Bien sûr les quelques 25 toiles que compte la série du Moulin Rouge n'ont pas été réalisées dans le célèbre établissement parisien ; ce sont des compositions créées et exécutées en atelier à partir des quelques 1500 croquis à la plume ou au crayon que Chepik a accumulés dans des carnets au cours de ses deux mois d'observation : " Pour plus de commodité, j'ai fait des photocopies de tous mes dessins, et les ai rassemblés ensuite sur de grands panneaux par thèmes. On trouve ainsi le thème du chorégraphe, le thème de l'échauffement, le thème des coulisses, celui du French Cancan etc. ". Toutes ces toiles sont bien le reflet de choses vues, mais elles ne sont pas pour autant des reportages documentaires.
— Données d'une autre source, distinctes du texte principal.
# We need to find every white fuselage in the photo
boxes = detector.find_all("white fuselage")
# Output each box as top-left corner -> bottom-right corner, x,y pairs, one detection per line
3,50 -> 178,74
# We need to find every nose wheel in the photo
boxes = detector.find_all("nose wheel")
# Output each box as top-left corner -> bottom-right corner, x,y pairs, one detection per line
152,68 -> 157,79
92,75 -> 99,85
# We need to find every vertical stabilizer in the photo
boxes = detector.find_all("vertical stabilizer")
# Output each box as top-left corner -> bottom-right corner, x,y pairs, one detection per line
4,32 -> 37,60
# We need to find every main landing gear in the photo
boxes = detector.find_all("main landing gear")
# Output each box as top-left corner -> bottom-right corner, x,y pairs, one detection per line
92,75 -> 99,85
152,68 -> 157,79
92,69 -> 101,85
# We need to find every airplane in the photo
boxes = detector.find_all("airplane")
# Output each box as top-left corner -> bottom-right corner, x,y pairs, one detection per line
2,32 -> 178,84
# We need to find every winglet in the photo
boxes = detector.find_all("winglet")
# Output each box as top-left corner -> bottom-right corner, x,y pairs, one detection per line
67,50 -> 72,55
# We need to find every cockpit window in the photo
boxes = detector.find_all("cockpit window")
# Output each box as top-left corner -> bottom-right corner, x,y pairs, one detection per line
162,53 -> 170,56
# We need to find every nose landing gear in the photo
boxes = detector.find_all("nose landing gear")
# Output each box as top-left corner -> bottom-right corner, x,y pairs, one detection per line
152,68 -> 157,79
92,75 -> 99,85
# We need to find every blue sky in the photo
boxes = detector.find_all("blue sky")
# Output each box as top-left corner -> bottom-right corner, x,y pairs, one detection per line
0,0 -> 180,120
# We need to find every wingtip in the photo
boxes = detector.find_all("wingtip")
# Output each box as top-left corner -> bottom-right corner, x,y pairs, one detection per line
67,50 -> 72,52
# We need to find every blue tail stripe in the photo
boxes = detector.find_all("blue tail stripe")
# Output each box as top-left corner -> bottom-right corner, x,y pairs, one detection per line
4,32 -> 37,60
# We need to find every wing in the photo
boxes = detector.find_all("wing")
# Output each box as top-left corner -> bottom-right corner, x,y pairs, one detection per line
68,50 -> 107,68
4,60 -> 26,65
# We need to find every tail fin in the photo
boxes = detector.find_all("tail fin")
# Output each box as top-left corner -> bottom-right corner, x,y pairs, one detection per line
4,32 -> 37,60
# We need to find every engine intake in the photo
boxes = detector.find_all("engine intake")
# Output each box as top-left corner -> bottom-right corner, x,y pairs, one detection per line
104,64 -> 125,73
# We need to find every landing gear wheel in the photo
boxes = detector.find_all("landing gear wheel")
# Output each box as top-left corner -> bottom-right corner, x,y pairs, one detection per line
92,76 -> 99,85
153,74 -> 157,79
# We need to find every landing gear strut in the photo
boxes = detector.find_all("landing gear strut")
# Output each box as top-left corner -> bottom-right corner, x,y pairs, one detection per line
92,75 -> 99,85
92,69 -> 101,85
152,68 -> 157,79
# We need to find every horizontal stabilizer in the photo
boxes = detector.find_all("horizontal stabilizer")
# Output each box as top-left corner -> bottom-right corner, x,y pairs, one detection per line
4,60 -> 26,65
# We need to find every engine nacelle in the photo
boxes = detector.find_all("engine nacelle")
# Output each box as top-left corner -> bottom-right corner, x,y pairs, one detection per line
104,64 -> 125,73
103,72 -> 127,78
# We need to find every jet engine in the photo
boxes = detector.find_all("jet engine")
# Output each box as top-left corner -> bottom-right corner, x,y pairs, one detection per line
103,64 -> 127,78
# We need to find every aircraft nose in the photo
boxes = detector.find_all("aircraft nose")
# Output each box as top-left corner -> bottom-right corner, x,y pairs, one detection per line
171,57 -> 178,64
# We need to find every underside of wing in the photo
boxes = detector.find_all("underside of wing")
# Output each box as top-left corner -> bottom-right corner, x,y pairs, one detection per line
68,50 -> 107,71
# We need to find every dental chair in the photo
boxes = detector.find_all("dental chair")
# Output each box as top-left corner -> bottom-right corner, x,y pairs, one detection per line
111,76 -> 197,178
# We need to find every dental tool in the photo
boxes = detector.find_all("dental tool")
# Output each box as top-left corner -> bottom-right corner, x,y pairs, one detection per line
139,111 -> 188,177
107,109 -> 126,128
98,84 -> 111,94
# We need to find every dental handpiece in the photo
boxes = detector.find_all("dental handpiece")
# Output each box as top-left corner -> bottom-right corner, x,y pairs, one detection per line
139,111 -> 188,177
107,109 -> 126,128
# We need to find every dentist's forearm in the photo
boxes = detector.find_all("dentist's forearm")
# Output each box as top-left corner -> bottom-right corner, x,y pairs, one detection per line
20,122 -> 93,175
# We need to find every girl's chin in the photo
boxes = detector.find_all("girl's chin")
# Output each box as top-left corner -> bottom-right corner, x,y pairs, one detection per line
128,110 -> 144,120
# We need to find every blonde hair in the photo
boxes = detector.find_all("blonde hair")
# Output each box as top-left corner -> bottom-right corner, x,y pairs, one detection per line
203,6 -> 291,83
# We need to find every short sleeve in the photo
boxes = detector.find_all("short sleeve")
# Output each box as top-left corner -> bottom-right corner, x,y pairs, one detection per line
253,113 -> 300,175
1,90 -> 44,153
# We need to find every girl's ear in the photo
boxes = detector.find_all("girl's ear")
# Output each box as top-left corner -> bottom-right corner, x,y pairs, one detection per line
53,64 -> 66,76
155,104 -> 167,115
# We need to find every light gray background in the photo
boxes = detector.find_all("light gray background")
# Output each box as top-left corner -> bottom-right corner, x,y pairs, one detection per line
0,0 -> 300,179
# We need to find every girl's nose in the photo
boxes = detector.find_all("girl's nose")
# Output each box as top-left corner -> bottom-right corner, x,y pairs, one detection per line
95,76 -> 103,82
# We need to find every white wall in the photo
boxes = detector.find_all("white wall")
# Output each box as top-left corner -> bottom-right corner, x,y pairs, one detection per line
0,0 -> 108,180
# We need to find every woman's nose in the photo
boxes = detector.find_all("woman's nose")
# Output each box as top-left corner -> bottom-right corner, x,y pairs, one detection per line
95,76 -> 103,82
Elles sont des re-créations, des re-compositions où l'harmonie générale des lignes et des couleurs est bien plus essentielle que le souci du détail vrai : " En fait, j'ai cherché tour à tour des formules : la formule des coulisses, la formule de l'échauffement, la formule du Cancan, etc. j'ai souvent imaginé les costumes et j'ai même inventé des détails réalistes qui vont contre la vérité, comme ces cigarettes que fument danseuses et techniciens dans les coulisses, -ce qui est strictement interdit par le règlement-, mais dont j'avais besoin pour rendre tout le prosaïsme de l'envers du décor. " Et les nombreux visages qui défilent derrière et devant la scène ne sont pas des portraits, même si l'on reconnaît la silhouette trapue de Bill le chorégraphe, la gracieux visage de Vlada la meneuse de revue ou les traits anguleux d'Igor qui danse chaque soir le rôle de Valentin le Désossé : " Les danseurs ont bien sûr posé pour moi, mais j'en ai fait d'abord des prototypes au service des différentes formules que je recherchais ". Ainsi cette toile carrée construite sur deux diagonales croisées où quatre superbes filles longilignes, en collants, pantalons et t-shirts, blondes et brunes, exécutent autour du maître de ballet une ronde idéale que ce dernier rythme d'un claquement de doigts (La ronde).

On aurait pu s'attendre à une explosion de couleurs au royaume des plumes, du strass et des paillettes ; en fait la palette de Chepik reste étonnamment sobre et beaucoup de toiles se réduisent à un camaïeu de gris rehaussé de noir et de blanc. Il semble que l'intensification de la couleur suive la progression même du spectacle : quasi absente dans les classes de danse et les toutes premières scènes de répétition où Chepik a de toute évidence privilégié le dessin (La Classe de danse ; Un, deux, trois ; Hip-hop ; le Rideau) ; encore timide dans les premières répétitions en costume où une dominante tantôt rouge (Vlada), tantôt jaune (Rouge et Or) jaillit çà et là du fond gris-bleu ; bientôt éclatante dans les toiles consacrées au spectacle fini (Les Girls, French Cancan) ou encore dans cette étrange composition quasi fauve où des filles aux visages plâtrés de blanc et aux bras gantés de rouge étirent leurs longues jambes gainées de noir sur un sol orange vif (Avant le Cancan).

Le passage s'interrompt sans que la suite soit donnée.